A team at the school's Computer Science and Artificial Intelligence Laboratory have developed an algorithm that can accurately anticipate how memorable (or not) an image will be. According to the lab, the software is almost on par with human judgment — meaning that the computer can determine how memorable your photo will be almost as well as you can.
The algorithm itself is currently online, and you can upload your own photo. The program will spit out the image and a heat map, which shows the most memorable spots in the picture.
Why memorability matters: "Understanding memorability can help us make systems to capture the most important information, or, conversely, to store information that humans will most likely forget," said Aditya Khosla, the lead researcher on a similar paper, according to MIT News. "It's like having an instant focus group that tells you how likely it is that someone will remember a visual message."
The algorithm incorporates what's known as "deep learning," a kind of artificial intelligence that enables computers to actually find and locate patterns of data by themselves.

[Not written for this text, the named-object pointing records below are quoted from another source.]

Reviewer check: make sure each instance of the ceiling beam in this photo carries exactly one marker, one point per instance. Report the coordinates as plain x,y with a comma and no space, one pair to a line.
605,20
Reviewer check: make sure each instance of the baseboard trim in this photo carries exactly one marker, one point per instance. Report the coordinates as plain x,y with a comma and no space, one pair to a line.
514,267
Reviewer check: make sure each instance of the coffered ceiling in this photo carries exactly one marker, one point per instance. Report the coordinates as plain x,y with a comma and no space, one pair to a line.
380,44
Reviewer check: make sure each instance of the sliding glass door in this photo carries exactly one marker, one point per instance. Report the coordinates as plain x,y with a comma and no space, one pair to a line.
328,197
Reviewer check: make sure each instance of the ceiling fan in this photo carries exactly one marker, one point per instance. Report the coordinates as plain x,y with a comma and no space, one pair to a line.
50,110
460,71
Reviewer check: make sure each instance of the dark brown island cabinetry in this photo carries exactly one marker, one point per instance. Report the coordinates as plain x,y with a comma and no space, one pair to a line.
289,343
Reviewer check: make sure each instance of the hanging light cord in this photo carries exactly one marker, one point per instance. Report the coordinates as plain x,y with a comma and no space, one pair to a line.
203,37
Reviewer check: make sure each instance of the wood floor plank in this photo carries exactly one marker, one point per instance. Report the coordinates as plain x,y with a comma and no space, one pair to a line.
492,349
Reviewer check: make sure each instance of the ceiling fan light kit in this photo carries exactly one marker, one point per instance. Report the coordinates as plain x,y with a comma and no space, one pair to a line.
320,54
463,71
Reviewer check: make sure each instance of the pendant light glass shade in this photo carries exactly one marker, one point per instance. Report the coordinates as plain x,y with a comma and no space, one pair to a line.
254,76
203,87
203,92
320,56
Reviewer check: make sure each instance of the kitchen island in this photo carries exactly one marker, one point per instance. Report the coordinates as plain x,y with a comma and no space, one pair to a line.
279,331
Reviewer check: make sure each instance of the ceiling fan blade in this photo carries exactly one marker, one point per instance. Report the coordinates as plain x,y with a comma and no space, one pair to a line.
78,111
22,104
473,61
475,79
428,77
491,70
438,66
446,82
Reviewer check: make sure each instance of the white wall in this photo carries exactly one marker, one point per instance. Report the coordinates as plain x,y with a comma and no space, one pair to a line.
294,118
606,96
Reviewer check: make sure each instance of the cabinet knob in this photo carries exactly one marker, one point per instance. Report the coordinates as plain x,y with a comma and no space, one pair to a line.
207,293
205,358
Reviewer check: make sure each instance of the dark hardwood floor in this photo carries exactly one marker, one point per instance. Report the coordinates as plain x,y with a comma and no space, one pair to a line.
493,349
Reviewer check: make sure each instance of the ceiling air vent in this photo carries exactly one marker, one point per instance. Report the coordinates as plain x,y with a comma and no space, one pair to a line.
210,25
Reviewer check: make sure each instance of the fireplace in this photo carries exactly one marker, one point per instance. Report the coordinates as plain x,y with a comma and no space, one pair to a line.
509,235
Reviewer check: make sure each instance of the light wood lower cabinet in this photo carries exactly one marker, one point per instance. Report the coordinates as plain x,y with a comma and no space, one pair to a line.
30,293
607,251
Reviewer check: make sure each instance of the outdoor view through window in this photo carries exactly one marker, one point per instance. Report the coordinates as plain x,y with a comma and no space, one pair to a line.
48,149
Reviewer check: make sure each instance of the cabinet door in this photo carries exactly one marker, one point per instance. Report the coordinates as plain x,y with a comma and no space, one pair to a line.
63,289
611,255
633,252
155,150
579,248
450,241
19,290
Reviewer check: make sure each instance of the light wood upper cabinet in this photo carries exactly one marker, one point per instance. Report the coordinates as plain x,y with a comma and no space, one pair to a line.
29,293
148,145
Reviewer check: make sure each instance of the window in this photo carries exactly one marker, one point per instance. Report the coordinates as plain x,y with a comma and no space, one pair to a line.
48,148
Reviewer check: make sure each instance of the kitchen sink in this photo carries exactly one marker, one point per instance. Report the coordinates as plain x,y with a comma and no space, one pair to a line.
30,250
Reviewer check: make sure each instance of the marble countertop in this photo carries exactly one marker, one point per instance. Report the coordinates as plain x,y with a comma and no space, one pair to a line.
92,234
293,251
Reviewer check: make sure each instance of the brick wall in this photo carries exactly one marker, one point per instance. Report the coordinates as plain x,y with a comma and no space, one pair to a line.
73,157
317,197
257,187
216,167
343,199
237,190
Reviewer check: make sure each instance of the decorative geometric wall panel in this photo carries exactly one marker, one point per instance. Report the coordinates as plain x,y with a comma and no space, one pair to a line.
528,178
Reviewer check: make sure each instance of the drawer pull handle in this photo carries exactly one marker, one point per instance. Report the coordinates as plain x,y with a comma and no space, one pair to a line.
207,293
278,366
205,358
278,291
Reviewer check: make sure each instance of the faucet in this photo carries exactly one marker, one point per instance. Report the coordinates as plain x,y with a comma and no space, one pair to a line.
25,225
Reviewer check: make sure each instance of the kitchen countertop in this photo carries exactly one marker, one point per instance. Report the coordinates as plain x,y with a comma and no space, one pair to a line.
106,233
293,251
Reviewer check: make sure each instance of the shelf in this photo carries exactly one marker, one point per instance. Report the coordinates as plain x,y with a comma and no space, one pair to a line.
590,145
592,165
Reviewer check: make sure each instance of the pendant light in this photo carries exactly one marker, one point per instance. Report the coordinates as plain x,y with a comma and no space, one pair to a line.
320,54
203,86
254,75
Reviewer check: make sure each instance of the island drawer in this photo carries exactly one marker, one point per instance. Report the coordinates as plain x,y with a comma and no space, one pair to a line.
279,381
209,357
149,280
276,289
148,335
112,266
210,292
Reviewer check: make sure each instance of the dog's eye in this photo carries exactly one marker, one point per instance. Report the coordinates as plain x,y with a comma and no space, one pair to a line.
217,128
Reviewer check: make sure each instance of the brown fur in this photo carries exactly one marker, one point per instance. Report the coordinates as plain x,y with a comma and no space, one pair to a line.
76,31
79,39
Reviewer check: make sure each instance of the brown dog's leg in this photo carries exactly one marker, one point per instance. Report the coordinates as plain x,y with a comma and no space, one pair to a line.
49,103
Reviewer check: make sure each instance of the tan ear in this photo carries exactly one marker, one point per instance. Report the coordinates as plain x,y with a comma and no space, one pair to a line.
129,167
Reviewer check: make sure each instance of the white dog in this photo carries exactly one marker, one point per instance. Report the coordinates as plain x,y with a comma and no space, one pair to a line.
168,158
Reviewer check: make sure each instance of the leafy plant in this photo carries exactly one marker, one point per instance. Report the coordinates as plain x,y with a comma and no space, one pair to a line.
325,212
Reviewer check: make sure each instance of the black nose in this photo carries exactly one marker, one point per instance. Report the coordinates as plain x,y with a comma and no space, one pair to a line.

The lab explains how it works:
Neural networks work to correlate data without any human guidance on what the underlying causes or correlations might be. They are organized in layers of processing units that each perform random computations on the data in succession. As the network receives more data, it readjusts to produce more accurate predictions.
The team fed its algorithm tens of thousands of images from several different datasets, including LaMem and the scene-oriented SUN and Places (all of which were developed at CSAIL). The images had each received a "memorability score" based on the ability of human subjects to remember them in online experiments.
The team then pitted its algorithm against human subjects by having the model predicting how memorable a group of people would find a new never-before-seen image. It performed 30 percent better than existing algorithms and was within a few percentage points of the average human performance.
The researchers noted that the algorithm could apply to many different areas, including "improving the content of ads and social media posts, developing more effective teaching resources, [and] creating your own personal 'health-assistant' device to help you remember things."